In [1]:
import tqdm
import numpy as np

# API Setup

In [2]:
from dotenv import load_dotenv
load_dotenv(dotenv_path="../.env")

True

# Dataset

In [3]:
from datasets import load_dataset
data = load_dataset("EleutherAI/wikitext_document_level", "wikitext-103-raw-v1", trust_remote_code=False)

Repo card metadata block was not found. Setting CardData to empty.


In [4]:
sample_size = 100
data_index = 38
np.random.seed(42)
data = data["train"][:sample_size]

# Preprocessing

In [5]:
# Data cleaning
import re
pattern = re.compile(r" @(.)@ ")

# Run this across the entire dataset
for i, page in enumerate(data["page"]):
    data["page"][i] = re.sub(pattern, r"\1", page)

In [6]:
# Data enrichment
def extract_metadata(data):
    title_pattern = re.compile(r"\s=\s([^=]{1,50})\s=\s")
    title = [item for item in re.findall(title_pattern, data)]
    # The regex above isn't perfect so we take the first match as the title 
    if len(title) > 0:
        title = title[0]
    else:
        title = "Unknown Title"
    return {"title": title}

In [7]:
# Load documents
from llama_index.core import Document

documents = []
for i in tqdm.tqdm(range(len(data["page"]))):
    documents.append(
        Document(
            text=data["page"][i],
            metadata=extract_metadata(data["page"][i]),
        )
    )

100%|██████████| 100/100 [00:00<00:00, 3642.69it/s]


# Chunking

We first demonstrate basic fixed size chunking with overlaps via llamaindex's [TokenTextSplitter](https://docs.llamaindex.ai/en/stable/api_reference/node_parsers/token_text_splitter/).

However, for the rest of the demo, we use a mix of two chunking methods - fixed-size chunking and content-aware chunking. Specifically, we use llamaindex's [SentenceSplitter](https://docs.llamaindex.ai/en/stable/api_reference/node_parsers/sentence_splitter/) which attempts to keep sentences and paragraphs together while maintaining chunks of roughly equal size.

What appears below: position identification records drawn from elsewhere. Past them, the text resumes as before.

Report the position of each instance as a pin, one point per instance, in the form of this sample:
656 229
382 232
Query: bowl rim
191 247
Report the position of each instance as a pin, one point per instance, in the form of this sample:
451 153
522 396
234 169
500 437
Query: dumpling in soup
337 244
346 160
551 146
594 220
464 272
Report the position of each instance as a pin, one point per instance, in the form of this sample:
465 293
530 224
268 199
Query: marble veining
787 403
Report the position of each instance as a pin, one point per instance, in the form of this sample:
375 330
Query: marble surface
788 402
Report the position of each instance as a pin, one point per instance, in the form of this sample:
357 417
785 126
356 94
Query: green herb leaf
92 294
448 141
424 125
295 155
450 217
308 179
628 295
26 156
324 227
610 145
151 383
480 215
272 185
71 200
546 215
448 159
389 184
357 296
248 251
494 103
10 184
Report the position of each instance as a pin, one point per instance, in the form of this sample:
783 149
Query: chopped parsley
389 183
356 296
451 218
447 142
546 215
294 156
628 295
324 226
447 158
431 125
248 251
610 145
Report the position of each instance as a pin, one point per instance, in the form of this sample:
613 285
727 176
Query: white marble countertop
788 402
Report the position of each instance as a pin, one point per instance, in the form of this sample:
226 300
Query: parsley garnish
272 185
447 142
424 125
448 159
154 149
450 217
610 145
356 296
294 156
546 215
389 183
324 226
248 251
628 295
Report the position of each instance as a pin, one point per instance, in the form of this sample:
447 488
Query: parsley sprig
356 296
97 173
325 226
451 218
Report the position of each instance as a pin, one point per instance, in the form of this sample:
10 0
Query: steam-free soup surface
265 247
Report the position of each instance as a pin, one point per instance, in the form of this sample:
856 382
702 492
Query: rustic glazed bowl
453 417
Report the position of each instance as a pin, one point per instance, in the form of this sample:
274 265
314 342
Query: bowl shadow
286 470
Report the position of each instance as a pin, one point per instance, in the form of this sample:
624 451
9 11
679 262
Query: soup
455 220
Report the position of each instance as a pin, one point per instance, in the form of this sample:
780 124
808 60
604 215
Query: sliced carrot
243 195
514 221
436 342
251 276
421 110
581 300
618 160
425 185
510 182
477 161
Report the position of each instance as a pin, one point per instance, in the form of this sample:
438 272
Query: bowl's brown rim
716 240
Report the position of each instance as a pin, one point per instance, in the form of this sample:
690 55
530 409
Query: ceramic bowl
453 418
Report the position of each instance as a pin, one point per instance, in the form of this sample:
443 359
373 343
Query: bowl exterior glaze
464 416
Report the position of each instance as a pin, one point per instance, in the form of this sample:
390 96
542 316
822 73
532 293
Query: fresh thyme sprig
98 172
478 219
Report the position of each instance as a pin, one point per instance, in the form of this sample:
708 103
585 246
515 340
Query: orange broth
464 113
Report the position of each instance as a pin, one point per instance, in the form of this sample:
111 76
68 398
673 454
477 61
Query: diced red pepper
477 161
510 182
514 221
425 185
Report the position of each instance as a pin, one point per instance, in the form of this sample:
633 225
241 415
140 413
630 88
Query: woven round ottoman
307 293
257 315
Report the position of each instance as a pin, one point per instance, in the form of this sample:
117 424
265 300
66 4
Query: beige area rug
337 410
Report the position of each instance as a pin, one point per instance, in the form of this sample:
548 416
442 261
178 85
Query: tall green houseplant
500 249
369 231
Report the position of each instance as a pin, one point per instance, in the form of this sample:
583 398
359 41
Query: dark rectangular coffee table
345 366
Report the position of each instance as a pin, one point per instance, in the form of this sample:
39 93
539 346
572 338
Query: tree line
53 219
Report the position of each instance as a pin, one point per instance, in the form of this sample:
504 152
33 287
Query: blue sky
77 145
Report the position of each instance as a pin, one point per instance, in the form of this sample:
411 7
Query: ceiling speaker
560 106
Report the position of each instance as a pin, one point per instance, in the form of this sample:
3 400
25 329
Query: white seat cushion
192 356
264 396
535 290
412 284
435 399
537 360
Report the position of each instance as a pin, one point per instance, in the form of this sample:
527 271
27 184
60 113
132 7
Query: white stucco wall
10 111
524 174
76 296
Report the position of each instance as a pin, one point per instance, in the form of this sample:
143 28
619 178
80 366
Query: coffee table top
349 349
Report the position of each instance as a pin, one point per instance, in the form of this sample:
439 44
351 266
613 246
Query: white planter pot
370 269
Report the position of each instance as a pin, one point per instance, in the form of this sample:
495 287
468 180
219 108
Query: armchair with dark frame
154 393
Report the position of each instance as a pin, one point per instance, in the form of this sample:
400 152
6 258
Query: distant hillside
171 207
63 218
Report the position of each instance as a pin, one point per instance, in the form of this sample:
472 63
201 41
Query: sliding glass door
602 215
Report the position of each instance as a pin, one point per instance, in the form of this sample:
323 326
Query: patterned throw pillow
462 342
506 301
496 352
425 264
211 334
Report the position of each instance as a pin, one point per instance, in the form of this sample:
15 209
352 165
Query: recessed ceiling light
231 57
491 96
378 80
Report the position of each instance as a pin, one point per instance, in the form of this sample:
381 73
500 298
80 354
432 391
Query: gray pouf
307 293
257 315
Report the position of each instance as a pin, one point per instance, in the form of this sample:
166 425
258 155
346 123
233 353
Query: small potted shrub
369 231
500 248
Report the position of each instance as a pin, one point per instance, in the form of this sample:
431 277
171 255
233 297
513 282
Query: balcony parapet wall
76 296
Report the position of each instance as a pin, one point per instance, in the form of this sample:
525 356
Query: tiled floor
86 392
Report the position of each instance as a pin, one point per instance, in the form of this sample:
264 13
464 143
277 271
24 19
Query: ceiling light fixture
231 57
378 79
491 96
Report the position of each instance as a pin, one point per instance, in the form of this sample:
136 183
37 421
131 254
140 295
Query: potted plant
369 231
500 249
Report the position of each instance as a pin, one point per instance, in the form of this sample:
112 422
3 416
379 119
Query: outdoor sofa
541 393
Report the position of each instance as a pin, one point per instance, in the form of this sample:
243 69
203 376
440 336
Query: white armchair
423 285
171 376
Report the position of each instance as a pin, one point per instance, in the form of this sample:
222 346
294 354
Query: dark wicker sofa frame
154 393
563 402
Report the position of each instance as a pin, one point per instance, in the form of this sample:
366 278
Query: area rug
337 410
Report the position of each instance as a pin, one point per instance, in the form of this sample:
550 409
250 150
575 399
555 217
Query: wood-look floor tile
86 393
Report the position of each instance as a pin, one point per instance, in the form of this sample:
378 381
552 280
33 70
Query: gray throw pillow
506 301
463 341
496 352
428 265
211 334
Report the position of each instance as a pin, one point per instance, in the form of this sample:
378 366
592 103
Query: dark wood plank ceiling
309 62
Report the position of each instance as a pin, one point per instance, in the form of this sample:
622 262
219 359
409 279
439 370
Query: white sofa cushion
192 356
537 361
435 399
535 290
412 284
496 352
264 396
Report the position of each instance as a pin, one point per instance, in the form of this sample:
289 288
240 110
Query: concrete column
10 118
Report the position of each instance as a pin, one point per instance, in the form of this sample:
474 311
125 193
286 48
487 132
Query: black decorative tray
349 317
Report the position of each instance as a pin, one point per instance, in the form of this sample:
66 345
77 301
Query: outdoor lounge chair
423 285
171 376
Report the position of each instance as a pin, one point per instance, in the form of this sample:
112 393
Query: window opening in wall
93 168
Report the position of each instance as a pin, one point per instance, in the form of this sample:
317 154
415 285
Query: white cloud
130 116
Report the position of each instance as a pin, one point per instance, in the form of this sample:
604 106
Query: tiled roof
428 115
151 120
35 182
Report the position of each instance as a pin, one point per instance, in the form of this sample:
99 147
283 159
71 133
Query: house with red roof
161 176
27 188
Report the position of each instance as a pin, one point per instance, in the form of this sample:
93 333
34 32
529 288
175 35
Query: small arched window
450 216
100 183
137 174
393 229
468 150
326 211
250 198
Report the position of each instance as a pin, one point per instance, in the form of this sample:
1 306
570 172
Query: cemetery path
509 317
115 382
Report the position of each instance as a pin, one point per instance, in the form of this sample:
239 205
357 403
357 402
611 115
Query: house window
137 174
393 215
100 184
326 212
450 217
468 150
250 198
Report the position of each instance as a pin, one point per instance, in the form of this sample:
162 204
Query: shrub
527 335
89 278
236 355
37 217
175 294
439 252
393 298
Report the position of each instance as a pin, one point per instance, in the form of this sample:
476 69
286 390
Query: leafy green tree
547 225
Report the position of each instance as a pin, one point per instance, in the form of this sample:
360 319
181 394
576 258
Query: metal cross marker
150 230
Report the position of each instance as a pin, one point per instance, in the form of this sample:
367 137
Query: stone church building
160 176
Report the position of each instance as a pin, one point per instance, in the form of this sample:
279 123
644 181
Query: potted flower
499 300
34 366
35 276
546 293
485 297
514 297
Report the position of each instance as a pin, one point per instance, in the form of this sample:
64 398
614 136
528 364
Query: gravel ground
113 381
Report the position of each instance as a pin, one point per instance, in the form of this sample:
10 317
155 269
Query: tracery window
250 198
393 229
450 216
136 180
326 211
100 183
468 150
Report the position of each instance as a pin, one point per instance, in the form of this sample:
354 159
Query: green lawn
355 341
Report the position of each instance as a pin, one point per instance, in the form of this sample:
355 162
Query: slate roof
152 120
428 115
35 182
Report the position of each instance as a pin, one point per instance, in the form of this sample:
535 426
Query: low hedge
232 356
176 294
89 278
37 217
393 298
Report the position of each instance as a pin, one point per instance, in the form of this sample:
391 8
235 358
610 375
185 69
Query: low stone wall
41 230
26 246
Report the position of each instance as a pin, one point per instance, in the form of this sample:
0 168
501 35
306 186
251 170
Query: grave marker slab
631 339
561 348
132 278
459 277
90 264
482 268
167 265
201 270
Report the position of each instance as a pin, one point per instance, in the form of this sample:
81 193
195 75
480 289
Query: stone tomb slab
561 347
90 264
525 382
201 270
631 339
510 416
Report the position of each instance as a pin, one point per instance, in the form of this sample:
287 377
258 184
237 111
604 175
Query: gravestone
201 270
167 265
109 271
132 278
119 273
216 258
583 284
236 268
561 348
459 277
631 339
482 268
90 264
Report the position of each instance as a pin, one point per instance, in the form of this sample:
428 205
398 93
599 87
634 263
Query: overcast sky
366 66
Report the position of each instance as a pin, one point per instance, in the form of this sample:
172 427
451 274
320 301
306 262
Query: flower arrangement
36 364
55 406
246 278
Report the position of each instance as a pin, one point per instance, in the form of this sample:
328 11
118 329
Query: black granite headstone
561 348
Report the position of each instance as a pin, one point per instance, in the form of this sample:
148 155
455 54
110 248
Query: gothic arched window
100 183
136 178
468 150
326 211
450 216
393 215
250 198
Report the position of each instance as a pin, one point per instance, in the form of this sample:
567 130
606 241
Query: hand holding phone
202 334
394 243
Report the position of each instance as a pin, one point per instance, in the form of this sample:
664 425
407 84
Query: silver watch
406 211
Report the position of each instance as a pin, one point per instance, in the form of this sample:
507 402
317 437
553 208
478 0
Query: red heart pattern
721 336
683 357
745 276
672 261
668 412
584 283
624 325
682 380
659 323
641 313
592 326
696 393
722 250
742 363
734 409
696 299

We use a chunk size of 512 which is the maximum size that our embedding model (chosen further down) accepts. Within these chunks, we set an overlap of 20 tokens which corresponds to roughly 1-2 sentences.

You can examine other chunking methods implemented in llamaindex [here](https://docs.llamaindex.ai/en/stable/api_reference/node_parsers/).

### Fixed Size Chunking

In [8]:
from llama_index.core.node_parser import TokenTextSplitter
chunker = TokenTextSplitter(chunk_size=512, chunk_overlap=20)

In [9]:
sample = data["page"][data_index]
chunked = chunker.split_text(sample)
print(f"Document has ~{len(sample.split(' '))} words and was split into {len(chunked)} chunks of maximum 512 tokens.")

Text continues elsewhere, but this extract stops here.